Page 3 of Bound to a Killer

Page List

Font Size:

Oh.

Wait.

Let me guess. She either pawned them off or left them behind in the last place she disappeared to, which wasn’t that long ago.

Normally, I’m quick to rein it in, to snuff out the turbulent emotions before they bury me. But not this time.

I grit my teeth, breathe through my nose, and force myself to gather my bearings as I rise, my eyes flicking to the digital clock beside my bed.

My stomach sinks.

It’s exactly 7:30, and I have no idea how I’m going to get dressed and out the door in time. My science fair presentation is today. If I miss it, I’ll be throwing away half my grade this semester.

Today really isn’t the day for her to pull something like this.

I turn to leave, but my foot catches on a bunched blanket tossed at the edge of my bed. My phone flings from my hand and hits the carpet with a dull thud. I don’t bother going to look for it. I just keep moving, chin up, heading down the hall toward my mother’s room.

The door’s wedged slightly open. I shove both hands into it, not bothering to knock. I’ve already anticipated the empty bedinside, but standing in the doorway of that vacant room hits a raw nerve, mocking me for expecting anything different.

She’s really gone. I still can’t believe it.

I know because she’s never up this early. When she disappears for the night, she always spends the next morning buried under the covers, like she doesn’t have a single responsibility in the world.

My throat swells with a knot I can’t swallow. My eyes brim, and I swipe at them with the back of my hand before the tears can fall. I don’t have time for this.

I should’ve known better than to think she changed. She’s done plenty of crappy things, but I never imagined this kind of quiet violation—digging through my things while I slept and taking whatever she wanted without a thought for her daughter, who still has to get herself to school and hold down a job. Two things she’s never had to worry about.

But I won’t let her pull me down with her. I head back to my room, bypassing the dresser completely, and straight for the cramped little closet at the end of the wall.

At least she didn’t take everything here. Nothing Michigan-winter-friendly, just a few thin t-shirts.
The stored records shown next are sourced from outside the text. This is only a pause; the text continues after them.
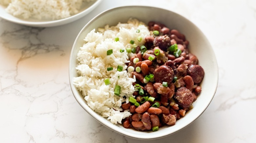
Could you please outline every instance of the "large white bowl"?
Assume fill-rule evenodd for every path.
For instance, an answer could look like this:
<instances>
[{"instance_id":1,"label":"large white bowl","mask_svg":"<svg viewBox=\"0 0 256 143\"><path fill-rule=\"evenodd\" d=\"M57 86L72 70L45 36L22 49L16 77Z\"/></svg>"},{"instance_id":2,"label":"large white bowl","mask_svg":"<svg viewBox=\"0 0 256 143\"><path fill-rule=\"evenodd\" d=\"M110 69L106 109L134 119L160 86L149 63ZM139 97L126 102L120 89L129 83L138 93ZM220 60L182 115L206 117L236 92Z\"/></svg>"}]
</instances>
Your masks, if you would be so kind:
<instances>
[{"instance_id":1,"label":"large white bowl","mask_svg":"<svg viewBox=\"0 0 256 143\"><path fill-rule=\"evenodd\" d=\"M123 128L121 125L111 123L106 118L93 111L88 106L81 93L73 84L73 77L78 75L75 67L78 63L77 54L84 41L87 34L94 28L104 27L106 24L116 25L125 23L131 17L137 18L147 24L151 21L159 22L170 29L178 29L184 34L189 41L189 49L199 60L199 64L205 72L201 85L202 92L194 103L194 108L172 126L165 126L157 131L140 132ZM218 69L216 58L209 41L194 24L183 16L173 12L160 8L141 6L118 7L107 10L98 15L81 30L76 37L70 56L69 67L70 83L76 99L85 110L100 123L124 135L140 139L160 138L175 133L191 123L205 110L216 91L218 81ZM211 121L205 121L210 122Z\"/></svg>"},{"instance_id":2,"label":"large white bowl","mask_svg":"<svg viewBox=\"0 0 256 143\"><path fill-rule=\"evenodd\" d=\"M7 13L6 7L0 5L0 17L14 23L33 27L52 27L67 24L88 14L98 5L102 0L96 0L82 5L76 14L63 19L55 20L38 20L32 18L25 19L15 17Z\"/></svg>"}]
</instances>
Irritation pricks beneath my skin as I thumb through the flimsy fabric, searching for something warm enough to survive the freezing car ride to school. In a rush of frustration, I yank the first sweater I see off the hanger, ivory knit with pilling along the sleeves.

Slipping it over my head, I dig through another pile of old jeans from freshman year, back when my curves hadn’t started filling out. I hold a pair to my hips and scoff, knowing they’ll never fit. They hit the floor, replaced by a black skater skirt with a much more forgiving waistband. Not exactly warm, but it fits, so it goes on without further debate.

I pull a black jacket overtop and breeze through everything else, opting to comb my hair with my fingers instead of wasting more time looking for a brush.

Halfway out the door, I’m already forgetting the most important thing. I double back for my bag and poster, roll it up tight, and hurry down the stairs, only to abruptly halt at the narrow path leading into the garage. My gaze snaps to the key hook on the wall.

It’s empty.

Dread winds through my stomach, slow and steady, tightening with the certainty of what I already know is missing on the other side.

There’s no way she’d screw me over this bad. She doesn’t even drive.

Please don’t let me be right this time.

A tremor gathers in my hand as I wrap it around the doorknob and yank it open. Cold air brushes my ankles, and for a heartbeat, I almost see its familiar silhouette waiting there before the garage yawns back at me, hollow and still.

No car.

A stunned, breathless laugh scrapes my lips. Unbelievable. The universe really has it out for me. How else could it pack this much bad luck in one morning?

Why does it feel like the weight of the world is pressing down on me? Nobody else is getting hit like this. Not my mom. Not my dad, after he ditched us for a new family. Just me.

I’m a good kid. I don’t stir trouble. Mostly quiet, patient, doing my best to be compliant. Yet somehow, I’m the one being singled out for no reason at all.

More importantly, how the hell am I supposed to get to school like this?

I guess I can walk. Technically it’s close enough. But I’ll still be late to first period, science class, and get slapped with a tardy slip. All those hours hunched over my science fair poster in the break room at work would be for nothing, gone along with whatever slim chance I have at a full scholarship.